Tratado de Roma: a Europa 50 anos depois
Por Joao Semedo
Este fim de semana, em Berlim, por iniciativa da presidência alemã da UE, assinalam-se os 50 anos do Tratado de Roma, fundador da CEE. Ângela Merkel quer e fez anunciar uma grande festa, uma torrente de alegria por toda a Europa. Festa? Alegria? Só se for nos salões dourados das chancelarias europeias e nos locais de culto dos eurocratas que enxameiam os organismos da União. A festa não descerá às ruas e praças das grandes capitais da Europa. Os cidadãos europeus não encontram razões para festejar seja o que for, nem motivos de alegria, no rumo imposto pelas grandes potências ao processo de construção europeia.
Comemora-se um tratado para melhor ressuscitar e impor um outro, o Tratado Constitucional. Esse é o sentido político destas comemorações da srª. Merkel. A Constituição Europeia está morta mas, pelos vistos, mal enterrada. Morreu às mãos de franceses e holandeses, que a recusaram em referendo. O próprio projecto constitucional condiciona a sua validade ao voto favorável de todos os países que integram a União Europeia. Não é legítimo insistir nesta Constituição Europeia. E é, politicamente falando, um erro grosseiro. Há, sem dúvida, um impasse na Europa e na construção europeia. Vencê-lo exige a abertura de novo processo constituinte, mais democrático, representativo e participado que a convenção de "iluminados e ilustres" que elaborou o tratado que a chanceler alemã quer recuperar.
E exige, também, um texto "minimalista", que consagre os grandes princípios e valores identitários de uma Europa para o século XXI, aponte os principais objectivos que presidem à construção europeia e desenhe as linhas mestras do sistema de decisão e governação política. 50 anos depois a Europa está muito diferente. Era inevitável. A Europa saiu da guerra semi-destruída, a economia estava de rastos, o desemprego, a fome e a miséria tinham uma dimensão trágica. Era uma Europa massacrada e em declínio, dependente da "ajuda" americana. Vieram os dólares, permaneceram as tropas, instalaram-se as bases americanas.
Para o grande capital industrial e financeiro, o alargamento dos mercados era condição indispensável ao relançamento da economia.
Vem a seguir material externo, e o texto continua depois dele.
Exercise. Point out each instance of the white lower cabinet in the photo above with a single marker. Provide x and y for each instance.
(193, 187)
Uma economia forte para retomar o papel e a influência do continente europeu na comunidade mundial, para reganhar autonomia e dar força a uma Europa entalada entre as duas super-potências e atingida pela guerra-fria. A recuperação da capacidade produtiva e a reanimação da economia, tornava-se difícil numa Europa com padrões de vida baixíssimos, onde quase tudo faltava: habitação, saúde, educação. O estado social surgiu da necessidade imperativa de promover as condições de vida de milhões de europeus e a sua capacitação como força de trabalho. O ritmo intenso que marcava o crescimento da economia multiplicava os postos de trabalho e sustentava o modelo social em desenvolvimento. Os trabalhadores afirmavam-se como uma força motora do desenvolvimento social. A sua consciência e a sua luta impuseram importantes direitos laborais e numerosas conquistas sociais.
Não deixa de ser paradoxal que, 50 anos depois e apesar das fantásticas mudanças que ocorreram na Europa, o desemprego volte alastrar como uma mancha e a economia tenha mergulhado na estagnação. E que se trave, hoje, por toda a Europa uma intensa batalha em defesa do estado social e pelos direitos dos trabalhadores, ambos debaixo do fogo das políticas neo-liberais conduzidas por governos de direita e, nalguns casos - como acontece em Portugal, por governos dominados por partidos socialistas. A flexisegurança e a privatização dos serviços públicos são a sua face mais visível.
50 anos depois muitos desígnios do Tratado de Roma - ou a ele associados, são um rotundo fracasso no processo de construção europeia: emprego, desenvolvimento económico, direitos laborais e estado social, são realidades em perda na UE. A Europa desempenha um papel apagado e tímido na comunidade internacional. Em abono da verdade, em matéria de política internacional, a Europa existe quando a administração norte-americana precisa ou consente. A invasão do Iraque e o conflito israelo-palestiniano bem o evidenciam. Estes 50 anos demonstram que a construção europeia precisa de outros protagonistas.